Local Letters to Santa
colorful correspondence between area folks and the big, bearded guy
Dear Mr. Claus,
You’ll have to forgive us BECAUSE WE ARE A LITTLE ON EDGE. It’s just, you know, when your absolute destruction is coming, but you just don’t know when … THAT GUY HAS FIREWOOD – WAS IT PURCHASED LOCALLY?!? Sorry. For Christmas, maybe you could bring HOLY CRAP I SEE ONE. Nope, nope, it’s just a box elder bug. Could we defer our presents to the ash borers? Could you bring them a whole bunch of Twinkies or something?
– The Ash Trees
I do not envy you guys, let me tell you. As a big dude without much access to quality laundry facilities here at the North Pole, I am also under constant insect threat. Except, for me it’s bedbugs. Gross. I guess the best way to keep bedbugs away is to wash your sheets, so I’ll bring y’all some laundry detergent, okay? And if that doesn’t work, we are always looking for more raw materials for the baseball bat division. Yay recycling!
Dear St. Nick,
Christmas came early on the Eastside Hill! The Hastings Way project sounds awesome. Bike lanes, trees, smooth four-laned driving pleasure. So now we want accessories. Could you please bring us a group of people to stand next to the bike lane handing out little cups of water? And how about heated benches with beaded seat covers? And complimentary foot rubs whenever we’re stopped at the Fenwick intersection? Thanks! Merry Christmas!
– People of the Eastside Hill
Dear East Hill,
Believe me, I would love to help (you are all definitely on the nice list, putting up with the Main Street construction and all), but for city stuff you have to bid everything out, and the Easter Bunny has been low-balling me all over the place. Here’s the best I can do – I can TRY to make sure the thing is actually plowed. If you get more than two inches of snow.

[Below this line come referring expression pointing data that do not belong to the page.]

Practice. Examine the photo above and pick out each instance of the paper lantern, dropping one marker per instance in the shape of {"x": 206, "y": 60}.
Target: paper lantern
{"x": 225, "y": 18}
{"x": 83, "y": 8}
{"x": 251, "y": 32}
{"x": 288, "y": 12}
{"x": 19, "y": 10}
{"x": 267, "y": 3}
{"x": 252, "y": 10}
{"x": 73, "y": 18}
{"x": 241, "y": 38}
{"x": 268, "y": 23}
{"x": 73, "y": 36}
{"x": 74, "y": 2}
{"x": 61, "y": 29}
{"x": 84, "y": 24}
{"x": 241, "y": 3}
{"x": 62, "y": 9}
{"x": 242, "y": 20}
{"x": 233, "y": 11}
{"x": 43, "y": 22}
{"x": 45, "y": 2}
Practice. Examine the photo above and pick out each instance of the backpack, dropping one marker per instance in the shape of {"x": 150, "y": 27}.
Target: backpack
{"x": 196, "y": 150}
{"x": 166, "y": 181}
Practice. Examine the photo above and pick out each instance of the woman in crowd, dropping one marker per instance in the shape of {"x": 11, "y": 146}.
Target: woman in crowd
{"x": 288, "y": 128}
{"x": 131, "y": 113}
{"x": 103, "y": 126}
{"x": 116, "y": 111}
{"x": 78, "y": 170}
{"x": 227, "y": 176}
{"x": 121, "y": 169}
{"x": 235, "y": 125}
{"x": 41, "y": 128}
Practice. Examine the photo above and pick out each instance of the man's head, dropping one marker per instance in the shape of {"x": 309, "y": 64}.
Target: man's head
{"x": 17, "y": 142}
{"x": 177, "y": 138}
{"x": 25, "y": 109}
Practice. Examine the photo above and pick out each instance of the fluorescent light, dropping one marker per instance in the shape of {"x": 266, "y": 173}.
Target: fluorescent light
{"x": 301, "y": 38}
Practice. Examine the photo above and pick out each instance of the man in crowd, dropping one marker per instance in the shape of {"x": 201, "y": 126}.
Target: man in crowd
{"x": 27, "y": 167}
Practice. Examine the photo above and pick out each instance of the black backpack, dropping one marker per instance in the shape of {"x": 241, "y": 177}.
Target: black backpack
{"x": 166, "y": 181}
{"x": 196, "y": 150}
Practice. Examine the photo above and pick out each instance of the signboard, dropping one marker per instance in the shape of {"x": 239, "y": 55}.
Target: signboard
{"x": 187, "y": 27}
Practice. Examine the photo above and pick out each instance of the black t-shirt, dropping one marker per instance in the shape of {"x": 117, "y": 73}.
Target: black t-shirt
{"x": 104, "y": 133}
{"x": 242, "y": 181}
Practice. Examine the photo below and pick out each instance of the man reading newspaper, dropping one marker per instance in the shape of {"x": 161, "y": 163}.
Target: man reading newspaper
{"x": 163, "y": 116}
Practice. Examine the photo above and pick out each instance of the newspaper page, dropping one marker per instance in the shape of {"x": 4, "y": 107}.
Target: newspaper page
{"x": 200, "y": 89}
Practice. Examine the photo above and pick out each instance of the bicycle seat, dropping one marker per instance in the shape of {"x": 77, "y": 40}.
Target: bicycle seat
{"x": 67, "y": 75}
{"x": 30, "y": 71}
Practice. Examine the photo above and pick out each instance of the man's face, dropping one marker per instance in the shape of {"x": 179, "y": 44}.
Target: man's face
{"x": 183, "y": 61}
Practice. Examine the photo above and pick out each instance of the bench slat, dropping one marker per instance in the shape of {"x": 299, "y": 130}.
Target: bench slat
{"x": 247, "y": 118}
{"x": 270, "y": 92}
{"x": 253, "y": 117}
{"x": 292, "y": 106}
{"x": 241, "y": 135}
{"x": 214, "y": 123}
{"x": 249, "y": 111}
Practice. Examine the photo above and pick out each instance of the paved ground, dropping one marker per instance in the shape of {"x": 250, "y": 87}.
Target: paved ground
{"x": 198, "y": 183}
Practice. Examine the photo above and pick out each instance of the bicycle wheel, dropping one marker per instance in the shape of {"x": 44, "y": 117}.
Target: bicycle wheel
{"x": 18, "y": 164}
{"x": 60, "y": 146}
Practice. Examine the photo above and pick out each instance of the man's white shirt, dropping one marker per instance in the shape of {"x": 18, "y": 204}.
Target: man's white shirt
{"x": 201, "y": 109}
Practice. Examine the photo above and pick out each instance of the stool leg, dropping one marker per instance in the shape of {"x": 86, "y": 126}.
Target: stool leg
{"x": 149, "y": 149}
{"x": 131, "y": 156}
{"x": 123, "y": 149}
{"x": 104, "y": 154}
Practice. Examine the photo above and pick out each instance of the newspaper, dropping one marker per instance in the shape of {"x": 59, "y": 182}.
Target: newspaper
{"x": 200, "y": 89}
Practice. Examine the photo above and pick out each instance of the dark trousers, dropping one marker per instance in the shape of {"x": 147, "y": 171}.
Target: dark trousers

If you get less, I don’t know. Buckle up, I guess.
– Mr. Kringle
Dear St. Nick,
Please, sir, I am so cold and lonely. I sit on my corner, watching the joy of Phoenix Park across the river, and the renewed life of downtown, but all I can do is shiver. I just want someone to love me. If I could just clean myself up – I am so grimy and full of sand. I thought things were going to change with a club and recording studio, but I was abandoned again. Please don’t let them tear me down. Anything would be fine – Payday Loan store, a McDonald’s, or the city’s 77th tattoo parlor. Just please don’t let them bulldoze me. Please.
– 2 South Barstow
Dear gross old building,
Hey, hey, come on, people still like you. You’re, you know, there, and you have this creepy thing going on which some people dig. I will definitely be bringing you some oil soaked rags and cans of gasoline. Nothing like a fresh start! Wink, wink! You could have your own phoenix thing going on – rebirth by fire! Get it? You won’t be shivering for long!
Dear Santa Claus,
Guess who! It’s the Eau Claire Area School District again! I bet you thought we were getting too old to write letters to Santa. Not so, noble elf, not so. We actually don’t have anything on the Christmas list this year. If we look restrained and responsible, it builds trust. But while we have your ear, could make a few appearances on behalf of the upcoming referendum? We figure if we can put together a presentation featuring Santa, Jesus, some puppies, Oprah, warm chocolate cookies, and fuzzy socks, who could say no? Whaddaya say?
– The ECASD
Dear Eau Claire Schools,
Let me look at my calendar … Yeah, I’m going to St. Bart’s for most of January, then the magical creatures convention in Vegas in February … What if I just recorded something and put it on YouTube? And if that referendum thing doesn’t work out, you can put kids in the backs of U-Hauls and stuff, right? Kids are resilient – they can learn anywhere!